Voor de met grief 3 bepleite coronakorting geldt eveneens dat het op de weg van [appellant] had gelegen om een deugdelijk onderbouwde vordering in te stellen of op zijn minst een deugdelijk onderbouwde berekening op te maken. [appellant] heeft dit nagelaten en heeft ook in hoger beroep te weinig financiële gegevens voorgelegd om aan te kunnen nemen dat hij recht zou hebben op coronakorting. Het door [appellant] bij grieven gedane aanbod om alsnog een berekening van de te verlenen coronakorting in het geding te brengen is te laat. [appellant] heeft geen reden aangedragen waarom hij de nodige onderbouwing van zijn stelling niet bij memorie van grieven (of eerder) heeft kunnen voorleggen. Het deel van grief 3 dat ziet op coronakorting faalt om deze redenen.

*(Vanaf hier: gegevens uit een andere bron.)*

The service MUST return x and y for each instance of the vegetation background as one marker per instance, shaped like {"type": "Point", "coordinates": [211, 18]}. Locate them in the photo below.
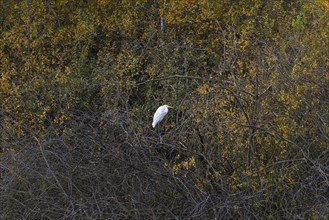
{"type": "Point", "coordinates": [81, 80]}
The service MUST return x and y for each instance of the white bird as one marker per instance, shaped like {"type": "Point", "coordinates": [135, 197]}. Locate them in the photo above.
{"type": "Point", "coordinates": [159, 114]}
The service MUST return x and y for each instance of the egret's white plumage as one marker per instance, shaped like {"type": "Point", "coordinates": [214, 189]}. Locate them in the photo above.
{"type": "Point", "coordinates": [159, 114]}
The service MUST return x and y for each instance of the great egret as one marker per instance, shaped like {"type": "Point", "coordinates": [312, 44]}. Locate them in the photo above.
{"type": "Point", "coordinates": [159, 114]}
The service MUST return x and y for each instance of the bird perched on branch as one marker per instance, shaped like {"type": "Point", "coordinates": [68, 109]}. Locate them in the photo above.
{"type": "Point", "coordinates": [159, 114]}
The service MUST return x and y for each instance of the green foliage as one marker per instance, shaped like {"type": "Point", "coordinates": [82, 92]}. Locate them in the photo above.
{"type": "Point", "coordinates": [247, 138]}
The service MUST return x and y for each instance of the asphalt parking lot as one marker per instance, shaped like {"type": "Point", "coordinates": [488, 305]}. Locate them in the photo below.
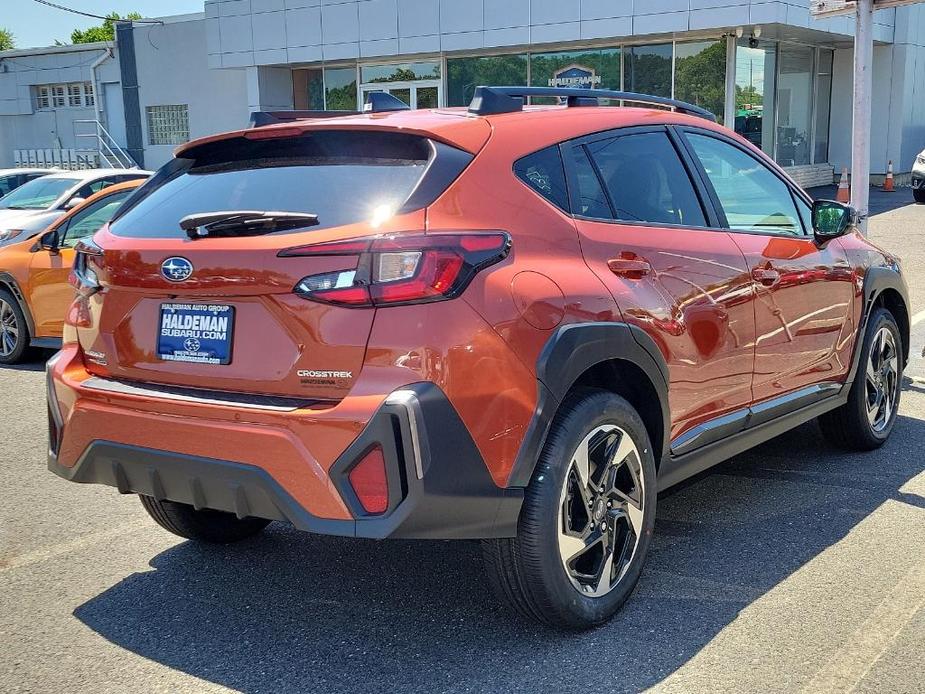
{"type": "Point", "coordinates": [793, 567]}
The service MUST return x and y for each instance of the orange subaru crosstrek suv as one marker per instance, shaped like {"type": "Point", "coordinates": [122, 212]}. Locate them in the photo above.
{"type": "Point", "coordinates": [510, 323]}
{"type": "Point", "coordinates": [34, 289]}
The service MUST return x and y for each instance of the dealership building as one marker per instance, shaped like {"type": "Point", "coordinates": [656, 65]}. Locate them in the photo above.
{"type": "Point", "coordinates": [766, 68]}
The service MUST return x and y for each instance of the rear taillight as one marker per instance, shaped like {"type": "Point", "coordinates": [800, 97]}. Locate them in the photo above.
{"type": "Point", "coordinates": [370, 482]}
{"type": "Point", "coordinates": [402, 269]}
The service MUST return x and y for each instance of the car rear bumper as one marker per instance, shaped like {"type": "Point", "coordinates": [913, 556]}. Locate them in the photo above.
{"type": "Point", "coordinates": [281, 463]}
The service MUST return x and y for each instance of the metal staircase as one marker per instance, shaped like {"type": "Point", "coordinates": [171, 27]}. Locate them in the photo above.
{"type": "Point", "coordinates": [93, 136]}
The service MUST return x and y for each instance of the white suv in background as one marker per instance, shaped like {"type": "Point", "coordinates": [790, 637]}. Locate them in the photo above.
{"type": "Point", "coordinates": [918, 177]}
{"type": "Point", "coordinates": [34, 205]}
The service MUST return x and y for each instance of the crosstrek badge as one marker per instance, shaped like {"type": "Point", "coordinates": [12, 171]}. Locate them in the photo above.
{"type": "Point", "coordinates": [199, 333]}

Zonder verdere toelichting, die [appellant] niet heeft gegeven, is een en ander ook onvoldoende om er voorshands van uit te gaan dat de maatstaven van redelijkheid en billijkheid meebrengen dat hij sinds de brand geen huur meer is verschuldigd. Grief 3 faalt daarom ook voor het overige.
3.4.
Grief 4 is gericht tegen de veroordeling van [appellant] tot ontruiming. Ontruiming was volgens [appellant] niet nodig omdat er niets meer van [appellant] in het gehuurde aanwezig was. [appellant] heeft deze stelling, die door Continental uitdrukkelijk is betwist, pas in hoger beroep naar voren gebracht en onvoldoende aannemelijk gemaakt. Dat er brand is geweest, zoals [appellant] stelt, is daartoe onvoldoende. De grief faalt.
3.5.
Grief 5 is gericht tegen de toewijzing van de vorderingen van Zosta uit hoofde van een geldlening aan [appellant] . [appellant] betwist het bestaan van de geldleningsovereenkomst, maar geeft geen afdoende verklaring voor het bestaan van de door hem ondertekende akte waarin de geldlening is vastgelegd. De stelling van [appellant] is bovendien moeilijk te rijmen met zijn stelling dat hij wel (af-)betalingen heeft verricht. Deels erkent Zosta die betalingen, zij vordert die bedragen ook niet in deze procedure. De door [appellant] nog gestelde contante betalingen waarvoor geen kwitantie zou zijn gegeven zijn door Zosta uitdrukkelijk betwist en zijn voorshands, bij gebrek aan iedere aanwijzing dat deze hebben plaatsgevonden, ook niet aannemelijk. Grief 5 faalt.
3.6.
Alle grieven falen. Het vonnis waarvan beroep zal worden bekrachtigd. [appellant] zal als in het ongelijk gestelde partij worden verwezen in de kosten van het geding in hoger beroep.

4.Beslissing

Het hof:
bekrachtigt het vonnis waarvan beroep;
veroordeelt [appellant] in de kosten van het geding in hoger beroep, tot op heden aan de zijde van Continental en Zosta begroot op € 2.135,- aan verschotten en € 1.571,- voor salaris en op € 178,- voor nasalaris, te vermeerderen met € 92,- voor nasalaris en de kosten van het betekeningsexploot ingeval betekening van dit arrest plaatsvindt, te vermeerderen met de wettelijke rente, indien niet binnen veertien dagen na dit arrest dan wel het verschuldigd worden van de nakosten aan de kostenveroordeling is voldaan;
verklaart deze veroordelingen uitvoerbaar bij voorraad.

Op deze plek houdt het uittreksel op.